DNA damage in tissue-infiltrating macrophages triggers an exosome-based metabolic reprogram

Research carried out at the Institute of Molecular Biology and Biotechnology (IMBB) of FORTH, provides evidence that persistent DNA damage triggers an exosome-based, metabolic reprogramming that leads to chronic inflammation and tissue pathology in DNA repair-deficient progeroid syndromes and likely also during aging.
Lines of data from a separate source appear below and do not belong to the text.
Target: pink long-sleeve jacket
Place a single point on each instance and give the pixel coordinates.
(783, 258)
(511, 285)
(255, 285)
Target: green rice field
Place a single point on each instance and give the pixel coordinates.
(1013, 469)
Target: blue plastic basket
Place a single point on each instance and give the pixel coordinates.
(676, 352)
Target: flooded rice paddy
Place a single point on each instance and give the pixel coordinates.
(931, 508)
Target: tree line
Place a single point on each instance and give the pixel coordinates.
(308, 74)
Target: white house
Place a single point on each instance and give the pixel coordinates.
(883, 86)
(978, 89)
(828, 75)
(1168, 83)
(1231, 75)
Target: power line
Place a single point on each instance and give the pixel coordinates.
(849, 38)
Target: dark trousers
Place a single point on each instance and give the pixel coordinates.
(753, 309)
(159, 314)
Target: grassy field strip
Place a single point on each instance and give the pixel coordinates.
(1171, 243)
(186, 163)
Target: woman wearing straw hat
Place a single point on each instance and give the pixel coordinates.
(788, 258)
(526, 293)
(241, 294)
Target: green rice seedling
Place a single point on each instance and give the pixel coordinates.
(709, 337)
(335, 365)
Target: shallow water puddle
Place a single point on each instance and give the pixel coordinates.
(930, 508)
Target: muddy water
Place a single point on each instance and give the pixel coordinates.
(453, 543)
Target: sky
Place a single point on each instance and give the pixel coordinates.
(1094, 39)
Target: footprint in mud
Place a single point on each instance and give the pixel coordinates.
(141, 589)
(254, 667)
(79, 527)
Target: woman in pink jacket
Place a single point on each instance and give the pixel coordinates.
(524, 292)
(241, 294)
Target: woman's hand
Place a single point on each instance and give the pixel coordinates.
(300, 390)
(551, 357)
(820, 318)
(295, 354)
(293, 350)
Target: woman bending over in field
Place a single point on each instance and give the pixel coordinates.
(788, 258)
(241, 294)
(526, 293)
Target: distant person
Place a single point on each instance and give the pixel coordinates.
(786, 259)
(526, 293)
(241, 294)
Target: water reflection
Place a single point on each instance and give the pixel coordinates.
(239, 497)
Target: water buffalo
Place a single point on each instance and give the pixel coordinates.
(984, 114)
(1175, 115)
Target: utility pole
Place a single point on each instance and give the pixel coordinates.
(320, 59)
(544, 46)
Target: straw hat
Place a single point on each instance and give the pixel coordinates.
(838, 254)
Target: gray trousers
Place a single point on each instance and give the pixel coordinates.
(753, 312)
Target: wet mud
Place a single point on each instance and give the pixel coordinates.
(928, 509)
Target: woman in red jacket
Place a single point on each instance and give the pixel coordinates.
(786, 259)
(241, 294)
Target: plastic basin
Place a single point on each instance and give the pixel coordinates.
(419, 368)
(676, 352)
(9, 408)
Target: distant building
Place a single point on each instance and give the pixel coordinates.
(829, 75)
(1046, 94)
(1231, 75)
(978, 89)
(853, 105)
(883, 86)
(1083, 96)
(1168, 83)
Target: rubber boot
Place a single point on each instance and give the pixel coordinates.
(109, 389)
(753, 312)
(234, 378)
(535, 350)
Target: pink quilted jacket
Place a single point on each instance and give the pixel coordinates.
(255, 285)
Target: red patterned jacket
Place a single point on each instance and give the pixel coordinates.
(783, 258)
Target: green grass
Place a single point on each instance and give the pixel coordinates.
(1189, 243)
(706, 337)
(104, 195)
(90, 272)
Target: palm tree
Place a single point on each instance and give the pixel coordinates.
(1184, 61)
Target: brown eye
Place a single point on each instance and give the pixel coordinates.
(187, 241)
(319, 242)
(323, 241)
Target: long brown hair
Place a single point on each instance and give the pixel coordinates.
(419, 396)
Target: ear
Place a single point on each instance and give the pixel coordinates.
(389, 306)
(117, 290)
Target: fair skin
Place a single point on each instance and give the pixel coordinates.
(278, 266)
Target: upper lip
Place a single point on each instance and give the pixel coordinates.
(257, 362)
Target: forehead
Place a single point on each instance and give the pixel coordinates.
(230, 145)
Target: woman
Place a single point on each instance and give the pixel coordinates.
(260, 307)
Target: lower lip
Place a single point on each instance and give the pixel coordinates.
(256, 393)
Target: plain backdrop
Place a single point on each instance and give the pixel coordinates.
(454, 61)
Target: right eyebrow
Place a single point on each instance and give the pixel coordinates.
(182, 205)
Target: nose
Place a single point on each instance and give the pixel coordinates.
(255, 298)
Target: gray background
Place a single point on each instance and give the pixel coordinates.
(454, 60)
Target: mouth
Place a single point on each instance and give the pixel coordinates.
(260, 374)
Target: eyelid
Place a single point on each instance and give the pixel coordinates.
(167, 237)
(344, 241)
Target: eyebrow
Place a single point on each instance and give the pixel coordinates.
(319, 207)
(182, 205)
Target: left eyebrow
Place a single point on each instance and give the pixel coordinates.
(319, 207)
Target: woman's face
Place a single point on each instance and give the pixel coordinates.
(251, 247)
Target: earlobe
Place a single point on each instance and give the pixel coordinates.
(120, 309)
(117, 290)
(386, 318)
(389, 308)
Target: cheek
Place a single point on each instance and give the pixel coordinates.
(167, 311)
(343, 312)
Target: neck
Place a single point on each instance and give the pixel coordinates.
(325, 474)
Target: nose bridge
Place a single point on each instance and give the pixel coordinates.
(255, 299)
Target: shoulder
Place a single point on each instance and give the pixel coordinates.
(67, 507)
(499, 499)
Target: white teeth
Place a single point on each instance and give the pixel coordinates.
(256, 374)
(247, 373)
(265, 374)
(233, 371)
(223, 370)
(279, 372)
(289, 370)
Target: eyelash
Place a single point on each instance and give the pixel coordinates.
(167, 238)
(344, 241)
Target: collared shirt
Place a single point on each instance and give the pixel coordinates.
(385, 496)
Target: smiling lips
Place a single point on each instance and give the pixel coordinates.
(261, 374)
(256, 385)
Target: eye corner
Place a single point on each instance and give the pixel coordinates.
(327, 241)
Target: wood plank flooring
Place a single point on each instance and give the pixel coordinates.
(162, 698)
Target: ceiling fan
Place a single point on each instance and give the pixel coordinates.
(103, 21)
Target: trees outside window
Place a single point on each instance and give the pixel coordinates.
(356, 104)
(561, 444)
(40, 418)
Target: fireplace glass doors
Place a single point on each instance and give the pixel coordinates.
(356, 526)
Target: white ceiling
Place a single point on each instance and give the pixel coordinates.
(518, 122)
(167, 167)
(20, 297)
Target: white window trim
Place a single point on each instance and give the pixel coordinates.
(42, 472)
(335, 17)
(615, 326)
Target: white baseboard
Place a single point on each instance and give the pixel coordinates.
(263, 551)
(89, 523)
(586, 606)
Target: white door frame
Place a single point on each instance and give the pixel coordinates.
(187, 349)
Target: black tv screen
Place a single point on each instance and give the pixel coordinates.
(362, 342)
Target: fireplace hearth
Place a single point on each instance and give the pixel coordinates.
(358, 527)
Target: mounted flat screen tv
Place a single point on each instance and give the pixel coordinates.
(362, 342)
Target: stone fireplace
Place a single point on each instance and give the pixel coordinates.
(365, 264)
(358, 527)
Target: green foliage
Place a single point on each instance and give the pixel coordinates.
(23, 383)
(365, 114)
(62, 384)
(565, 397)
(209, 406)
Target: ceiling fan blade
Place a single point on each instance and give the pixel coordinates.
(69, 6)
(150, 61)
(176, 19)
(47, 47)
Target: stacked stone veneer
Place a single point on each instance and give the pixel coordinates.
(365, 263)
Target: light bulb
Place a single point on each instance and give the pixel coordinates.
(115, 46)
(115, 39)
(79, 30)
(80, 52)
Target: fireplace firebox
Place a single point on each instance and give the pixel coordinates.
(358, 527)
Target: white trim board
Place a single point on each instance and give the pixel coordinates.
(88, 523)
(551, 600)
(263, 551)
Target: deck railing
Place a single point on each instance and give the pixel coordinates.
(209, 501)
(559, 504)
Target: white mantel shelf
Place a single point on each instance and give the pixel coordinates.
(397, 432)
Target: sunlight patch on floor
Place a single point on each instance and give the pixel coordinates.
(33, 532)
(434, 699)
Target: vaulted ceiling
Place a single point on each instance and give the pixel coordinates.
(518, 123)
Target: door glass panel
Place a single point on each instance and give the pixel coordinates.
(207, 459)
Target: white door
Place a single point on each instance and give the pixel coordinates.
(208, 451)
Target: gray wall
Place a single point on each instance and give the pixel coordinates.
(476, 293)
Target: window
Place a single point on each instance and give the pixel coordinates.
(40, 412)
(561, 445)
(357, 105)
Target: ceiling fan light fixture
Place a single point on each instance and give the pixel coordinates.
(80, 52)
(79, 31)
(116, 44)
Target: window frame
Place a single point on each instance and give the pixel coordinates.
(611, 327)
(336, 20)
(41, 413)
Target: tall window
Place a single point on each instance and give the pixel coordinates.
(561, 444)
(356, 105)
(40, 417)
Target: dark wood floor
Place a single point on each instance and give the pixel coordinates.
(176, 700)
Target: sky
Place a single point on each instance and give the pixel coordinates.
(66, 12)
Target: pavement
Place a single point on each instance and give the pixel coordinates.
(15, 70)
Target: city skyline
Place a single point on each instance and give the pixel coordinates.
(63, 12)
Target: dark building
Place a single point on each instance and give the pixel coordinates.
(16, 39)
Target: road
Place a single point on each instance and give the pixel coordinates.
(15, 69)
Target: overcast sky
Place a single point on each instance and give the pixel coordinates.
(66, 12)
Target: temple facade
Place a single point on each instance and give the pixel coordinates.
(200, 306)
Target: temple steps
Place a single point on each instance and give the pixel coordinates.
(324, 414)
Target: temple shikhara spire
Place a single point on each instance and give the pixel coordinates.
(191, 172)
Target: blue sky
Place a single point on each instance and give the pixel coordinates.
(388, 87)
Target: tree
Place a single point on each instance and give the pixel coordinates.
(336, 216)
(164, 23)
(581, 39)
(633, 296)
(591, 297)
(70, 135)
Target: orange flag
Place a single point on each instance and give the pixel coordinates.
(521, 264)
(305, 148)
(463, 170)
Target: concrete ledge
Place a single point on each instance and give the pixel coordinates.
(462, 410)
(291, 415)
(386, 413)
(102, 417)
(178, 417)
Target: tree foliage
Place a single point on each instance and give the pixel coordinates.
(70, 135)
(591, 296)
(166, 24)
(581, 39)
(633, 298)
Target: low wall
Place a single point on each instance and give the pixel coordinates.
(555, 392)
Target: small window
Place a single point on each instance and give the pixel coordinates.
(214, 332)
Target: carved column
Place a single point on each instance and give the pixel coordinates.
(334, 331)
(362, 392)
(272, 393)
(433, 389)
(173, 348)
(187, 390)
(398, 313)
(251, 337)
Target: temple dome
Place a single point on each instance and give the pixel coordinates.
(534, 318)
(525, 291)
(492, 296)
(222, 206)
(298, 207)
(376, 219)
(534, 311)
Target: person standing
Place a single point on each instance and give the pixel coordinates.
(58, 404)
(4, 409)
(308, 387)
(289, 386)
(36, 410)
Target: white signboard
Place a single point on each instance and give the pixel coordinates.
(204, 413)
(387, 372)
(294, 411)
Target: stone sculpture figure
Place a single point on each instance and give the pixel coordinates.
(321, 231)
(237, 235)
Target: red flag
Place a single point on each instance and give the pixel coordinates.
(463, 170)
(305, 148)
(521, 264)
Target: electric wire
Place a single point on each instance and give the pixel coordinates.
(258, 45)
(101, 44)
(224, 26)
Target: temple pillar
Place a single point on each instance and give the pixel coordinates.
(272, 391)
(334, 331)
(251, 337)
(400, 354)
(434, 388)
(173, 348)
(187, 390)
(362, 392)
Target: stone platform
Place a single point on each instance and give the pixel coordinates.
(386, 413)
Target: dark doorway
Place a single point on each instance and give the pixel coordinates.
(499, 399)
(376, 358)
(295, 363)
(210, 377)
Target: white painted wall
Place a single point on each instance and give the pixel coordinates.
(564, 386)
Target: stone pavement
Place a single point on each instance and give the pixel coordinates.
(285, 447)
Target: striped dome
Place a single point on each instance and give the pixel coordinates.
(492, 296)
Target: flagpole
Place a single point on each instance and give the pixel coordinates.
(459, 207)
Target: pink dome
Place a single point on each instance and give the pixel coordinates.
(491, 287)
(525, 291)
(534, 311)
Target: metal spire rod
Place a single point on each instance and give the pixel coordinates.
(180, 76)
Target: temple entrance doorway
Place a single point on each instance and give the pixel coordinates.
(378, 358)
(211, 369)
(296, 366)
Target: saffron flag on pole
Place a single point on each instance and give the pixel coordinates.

Inborn defects in DNA repair mechanisms are associated with cancer and aging but also with complex metabolic and endocrine disorders whose causal mechanisms are not well understood. Using animals with a DNA repair, the IMBB researchers provide a novel mechanism by which DNA damage leads to cellular senescence, fibrosis, loss of tissue architecture and chronic pancreatitis in mice. These findings led the team to propose a new therapeutic strategy, aimed at combating chronic inflammation and tissue damage associated with aging. The findings pave the way for novel rationalized intervention strategies against age-related chronic inflammatory disorders.

Using ERCC1-defective animal models of the human progeroid syndrome XFE, the researchers revealed that the gradual accumulation of irreparable DNA lesions leads to the premature onset of chronic pancreatitis in the DNA repair-deficient animals. Further work on cells from these animals revealed that DNA damage triggers the formation of RNA: DNA hybrids called "R-loops" causally contributed to the release and build-up of single-stranded DNA fragments in the cytoplasm of cells. In turn, the cytoplasmic DNA fragments stimulated a viral-like immune response in the pancreas of DNA repair-defective and naturally aged mice. To reduce the proinflammatory load, the researchers developed an extracellular vesicle (EV)-based strategy to deliver recombinant RNase H or S1 nuclease in inflamed Ercc1^-/- pancreatic cells in vitro and in vivo. Using this novel strategy, they found that treatment with the EV-delivered nuclease cargo rapidly removes R-loops and the ssDNA moieties in the cytoplasm of pancreatic cells, thereby reducing the proinflammatory response seen in the DNA repair deficient mice.

The findings support the notion that the development of EV-based therapeutic regimens against DNA damage-driven cytoplasmic ssDNAs is a promising therapeutic strategy against chronic inflammation and tissue degeneration associated with aging.